Dan Muscat, a jeweler from St. Thomas, Ontario, Canada, was diagnosed with systemic scleroderma in 2014. The disease progressed so rapidly that within days, just walking became extremely difficult, and within a year, he couldn’t bend his knees enough to drive, couldn’t turn his head, and was in excruciating pain. “On a scale of one to 10, my pain was about 15,” he says.
Doctors attempted immune suppressive treatment, the usual course of action for Dan’s form of scleroderma. When his condition failed to improve, Dan was told he had only months to live.

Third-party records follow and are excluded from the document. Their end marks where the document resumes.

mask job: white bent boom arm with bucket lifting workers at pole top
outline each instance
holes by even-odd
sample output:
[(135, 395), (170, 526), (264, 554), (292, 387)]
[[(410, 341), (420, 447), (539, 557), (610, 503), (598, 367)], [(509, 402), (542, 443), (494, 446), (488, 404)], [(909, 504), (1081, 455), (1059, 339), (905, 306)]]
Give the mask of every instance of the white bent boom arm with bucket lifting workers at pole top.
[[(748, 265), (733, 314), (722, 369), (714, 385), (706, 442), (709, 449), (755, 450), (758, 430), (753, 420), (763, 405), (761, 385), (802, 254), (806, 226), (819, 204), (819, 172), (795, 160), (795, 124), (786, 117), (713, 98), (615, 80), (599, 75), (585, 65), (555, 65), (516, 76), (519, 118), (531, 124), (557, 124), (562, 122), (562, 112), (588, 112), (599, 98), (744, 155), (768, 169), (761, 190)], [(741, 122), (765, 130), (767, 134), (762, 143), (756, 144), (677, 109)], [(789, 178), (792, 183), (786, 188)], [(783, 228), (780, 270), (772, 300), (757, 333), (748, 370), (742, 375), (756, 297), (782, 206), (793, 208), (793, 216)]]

Dan had heard of a procedure being done at Northwestern University in which stem cells are harvested from a patient’s bone marrow to rebuild their immune system. Dr. Harry Atkins at Ottawa Hospital (Ontario, Canada) had performed a similar procedure for patients with multiple sclerosis. With Dr. Atkins’s help, Dan became the first scleroderma patient in Canada to receive a stem cell transplant.
The procedure is risky, because it involves first shutting down the patient’s immune system, and then rejuvenating it with the new cells. During the treatment, the patient is very vulnerable to infection. But with Dan’s grim prognosis, he was more than ready to take the chance.
After the procedure, Dan’s pain was dramatically reduced: “One or two percent compared to what it was before,” he reports. He is still recovering, and his doctors caution that stem cell transplantation is a treatment, not a cure. But Dan, who can walk and drive again, is optimistic. “I’ve been given a second chance.”